U.S. Support for India from the Outset of the Pandemic
The United States and India have closely worked together to respond to the COVID-19 pandemic. U.S. COVID-19 assistance has reached more than 9.7 million Indians across more than 20 states and union territories, providing life-saving treatments, disseminating public health messages to local communities; strengthening case-finding and surveillance; and mobilizing innovative financing mechanisms to bolster emergency preparedness:
Partnered with more than 1,000 Indian healthcare facilities to strengthen preparedness, including training of over 14,000 people on infection prevention and control.
Helped keep more than 213,000 frontline workers safe — including risk mitigation training for doctors, nurses, midwives, community volunteers, sanitation workers, and others who are actively responding to COVID-19 in India.
Launched joint public messaging with UNICEF on COVID prevention that has reached more than 84 million people.
Provided 200 state-of-the-art ventilators to 29 healthcare facilities in 15 states to care for critically-ill COVID-19 patients.

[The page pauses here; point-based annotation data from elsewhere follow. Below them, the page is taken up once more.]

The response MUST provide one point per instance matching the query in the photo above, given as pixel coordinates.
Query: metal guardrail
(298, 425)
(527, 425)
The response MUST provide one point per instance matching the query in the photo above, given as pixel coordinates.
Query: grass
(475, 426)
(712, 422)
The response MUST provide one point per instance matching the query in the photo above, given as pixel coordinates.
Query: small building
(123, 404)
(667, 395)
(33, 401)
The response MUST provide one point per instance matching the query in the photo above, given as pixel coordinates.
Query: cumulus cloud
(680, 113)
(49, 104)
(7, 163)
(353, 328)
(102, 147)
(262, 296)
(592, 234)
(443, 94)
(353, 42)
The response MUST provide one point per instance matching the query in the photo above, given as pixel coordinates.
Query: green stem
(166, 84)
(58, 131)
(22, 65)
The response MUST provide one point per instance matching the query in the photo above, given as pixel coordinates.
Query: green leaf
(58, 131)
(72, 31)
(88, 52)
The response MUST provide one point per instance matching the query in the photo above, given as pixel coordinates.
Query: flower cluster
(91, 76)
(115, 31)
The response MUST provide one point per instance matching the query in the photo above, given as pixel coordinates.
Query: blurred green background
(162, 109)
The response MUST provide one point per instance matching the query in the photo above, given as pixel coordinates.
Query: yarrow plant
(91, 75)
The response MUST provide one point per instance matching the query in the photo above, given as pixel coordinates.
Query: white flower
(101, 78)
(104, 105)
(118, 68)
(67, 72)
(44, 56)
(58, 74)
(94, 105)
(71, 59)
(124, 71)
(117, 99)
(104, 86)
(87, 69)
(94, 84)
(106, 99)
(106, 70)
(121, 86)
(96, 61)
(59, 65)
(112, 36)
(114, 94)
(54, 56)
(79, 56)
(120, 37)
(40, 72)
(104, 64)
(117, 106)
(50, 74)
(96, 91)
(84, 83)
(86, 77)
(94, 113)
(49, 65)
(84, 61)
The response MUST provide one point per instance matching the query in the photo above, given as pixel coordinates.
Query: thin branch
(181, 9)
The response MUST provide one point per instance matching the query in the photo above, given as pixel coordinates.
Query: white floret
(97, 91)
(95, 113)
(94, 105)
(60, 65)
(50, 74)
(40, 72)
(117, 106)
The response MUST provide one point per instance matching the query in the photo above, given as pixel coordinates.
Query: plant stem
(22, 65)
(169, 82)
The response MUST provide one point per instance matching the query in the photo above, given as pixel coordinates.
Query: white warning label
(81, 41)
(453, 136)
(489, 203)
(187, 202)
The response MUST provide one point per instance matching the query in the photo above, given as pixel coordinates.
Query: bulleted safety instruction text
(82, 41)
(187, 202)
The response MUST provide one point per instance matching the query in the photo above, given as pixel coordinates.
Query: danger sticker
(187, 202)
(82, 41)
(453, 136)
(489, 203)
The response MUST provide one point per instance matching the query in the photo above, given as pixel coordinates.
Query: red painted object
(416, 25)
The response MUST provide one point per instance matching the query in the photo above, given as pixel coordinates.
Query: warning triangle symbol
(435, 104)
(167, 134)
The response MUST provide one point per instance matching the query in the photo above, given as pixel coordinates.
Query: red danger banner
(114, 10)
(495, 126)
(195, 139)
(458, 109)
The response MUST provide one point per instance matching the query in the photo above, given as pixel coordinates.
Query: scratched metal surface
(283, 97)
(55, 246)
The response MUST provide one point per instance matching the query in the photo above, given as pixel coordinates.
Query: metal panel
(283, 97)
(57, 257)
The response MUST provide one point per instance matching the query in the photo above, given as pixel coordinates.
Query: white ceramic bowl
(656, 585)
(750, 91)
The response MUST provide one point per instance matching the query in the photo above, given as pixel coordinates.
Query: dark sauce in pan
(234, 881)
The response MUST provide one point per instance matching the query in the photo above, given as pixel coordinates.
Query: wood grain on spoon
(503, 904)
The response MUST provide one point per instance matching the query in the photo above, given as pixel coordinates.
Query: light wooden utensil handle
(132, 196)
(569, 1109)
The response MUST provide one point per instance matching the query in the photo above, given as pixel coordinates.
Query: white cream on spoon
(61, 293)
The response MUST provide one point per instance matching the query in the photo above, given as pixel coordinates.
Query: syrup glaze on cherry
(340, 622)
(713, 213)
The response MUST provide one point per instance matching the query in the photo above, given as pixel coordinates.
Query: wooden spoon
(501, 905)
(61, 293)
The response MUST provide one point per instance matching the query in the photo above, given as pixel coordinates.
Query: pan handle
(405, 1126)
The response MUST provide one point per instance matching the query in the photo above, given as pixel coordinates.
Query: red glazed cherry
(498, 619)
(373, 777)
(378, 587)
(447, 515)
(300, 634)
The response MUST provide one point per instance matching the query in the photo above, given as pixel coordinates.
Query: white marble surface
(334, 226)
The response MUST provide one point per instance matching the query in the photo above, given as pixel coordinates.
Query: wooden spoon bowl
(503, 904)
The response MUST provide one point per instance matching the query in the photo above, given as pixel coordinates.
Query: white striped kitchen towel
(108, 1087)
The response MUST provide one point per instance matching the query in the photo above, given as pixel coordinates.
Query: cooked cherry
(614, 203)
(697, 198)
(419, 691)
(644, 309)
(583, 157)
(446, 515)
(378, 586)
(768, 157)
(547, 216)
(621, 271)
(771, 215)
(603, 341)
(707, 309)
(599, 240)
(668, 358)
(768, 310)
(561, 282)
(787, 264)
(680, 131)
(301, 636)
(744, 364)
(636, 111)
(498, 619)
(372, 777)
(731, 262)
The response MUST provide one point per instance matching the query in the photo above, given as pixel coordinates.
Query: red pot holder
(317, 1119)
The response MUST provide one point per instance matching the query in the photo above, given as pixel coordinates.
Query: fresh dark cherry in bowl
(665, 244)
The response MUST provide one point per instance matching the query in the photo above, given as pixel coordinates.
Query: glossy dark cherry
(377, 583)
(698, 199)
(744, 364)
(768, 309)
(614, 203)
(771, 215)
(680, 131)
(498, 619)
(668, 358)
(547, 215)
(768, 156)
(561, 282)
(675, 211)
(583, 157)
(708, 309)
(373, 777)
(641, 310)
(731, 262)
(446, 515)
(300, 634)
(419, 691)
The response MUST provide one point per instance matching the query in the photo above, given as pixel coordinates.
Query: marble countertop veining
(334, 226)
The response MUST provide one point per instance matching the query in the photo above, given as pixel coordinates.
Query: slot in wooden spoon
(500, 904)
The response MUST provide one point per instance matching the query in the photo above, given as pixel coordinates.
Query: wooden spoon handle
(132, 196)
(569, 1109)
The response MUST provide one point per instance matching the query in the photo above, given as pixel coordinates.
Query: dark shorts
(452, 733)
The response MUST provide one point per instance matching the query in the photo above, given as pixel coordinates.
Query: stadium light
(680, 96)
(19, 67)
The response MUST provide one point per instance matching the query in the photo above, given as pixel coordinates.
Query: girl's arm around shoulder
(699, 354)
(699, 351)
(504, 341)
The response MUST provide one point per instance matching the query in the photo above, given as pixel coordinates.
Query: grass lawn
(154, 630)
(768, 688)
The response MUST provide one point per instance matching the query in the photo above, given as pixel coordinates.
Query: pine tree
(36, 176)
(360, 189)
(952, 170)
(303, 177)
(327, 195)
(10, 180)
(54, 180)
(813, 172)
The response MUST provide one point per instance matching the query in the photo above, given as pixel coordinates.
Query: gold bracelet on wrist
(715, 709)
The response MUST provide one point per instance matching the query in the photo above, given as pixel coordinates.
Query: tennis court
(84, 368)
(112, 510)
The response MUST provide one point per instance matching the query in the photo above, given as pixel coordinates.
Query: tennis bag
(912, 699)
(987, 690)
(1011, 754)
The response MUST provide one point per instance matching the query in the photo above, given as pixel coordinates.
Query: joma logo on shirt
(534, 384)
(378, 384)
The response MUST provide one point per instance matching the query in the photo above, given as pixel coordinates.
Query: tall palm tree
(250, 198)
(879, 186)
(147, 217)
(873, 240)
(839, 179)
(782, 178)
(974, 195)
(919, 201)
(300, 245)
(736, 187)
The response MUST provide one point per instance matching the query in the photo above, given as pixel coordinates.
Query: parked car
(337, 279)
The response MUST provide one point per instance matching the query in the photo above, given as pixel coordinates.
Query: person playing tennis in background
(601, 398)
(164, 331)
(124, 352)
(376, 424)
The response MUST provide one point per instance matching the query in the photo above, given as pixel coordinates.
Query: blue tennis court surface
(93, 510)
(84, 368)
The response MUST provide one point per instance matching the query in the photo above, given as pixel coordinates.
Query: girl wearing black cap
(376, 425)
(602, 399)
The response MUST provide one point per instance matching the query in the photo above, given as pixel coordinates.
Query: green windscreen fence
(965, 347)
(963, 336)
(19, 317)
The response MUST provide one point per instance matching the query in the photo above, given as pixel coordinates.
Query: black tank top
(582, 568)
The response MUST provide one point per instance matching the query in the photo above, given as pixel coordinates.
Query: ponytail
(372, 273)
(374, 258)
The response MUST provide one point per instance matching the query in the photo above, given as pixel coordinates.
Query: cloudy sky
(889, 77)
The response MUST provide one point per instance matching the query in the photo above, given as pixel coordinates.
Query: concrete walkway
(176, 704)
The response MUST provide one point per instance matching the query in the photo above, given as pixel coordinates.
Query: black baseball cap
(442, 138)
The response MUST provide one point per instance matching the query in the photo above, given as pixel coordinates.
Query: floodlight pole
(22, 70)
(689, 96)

U.S.-India Health Partnership: Seven Decades Strong
For seventy years, U.S. public health experts from across the government, including USAID, HHS, CDC, FDA, and NIH, have worked in partnership with Indian officials to improve the health of India’s most vulnerable communities and the well-being of its people.
Over the last 20 years, U.S. foreign assistance to India has exceeded $2.8 billion, including more than $1.4 billion for health care.
The United States, India, and other partners have worked together to reduce new HIV infections by 37 percent between 2010 and 2019.
Since 1998, the United States and India have worked together to combat tuberculosis (TB) through improved patient-centered diagnosis, treatment and prevention, helping treat 15 million people with the disease.
In the last five years, the United States has helped 40 million pregnant women receive vital health information and services.
The United States, in partnership with the Government of India and World Health Organization, has supported initiatives at the District, State and National level to build frontline disease detection capacity.
The United States and India are working together to advance global health security and fight outbreaks before they become pandemics.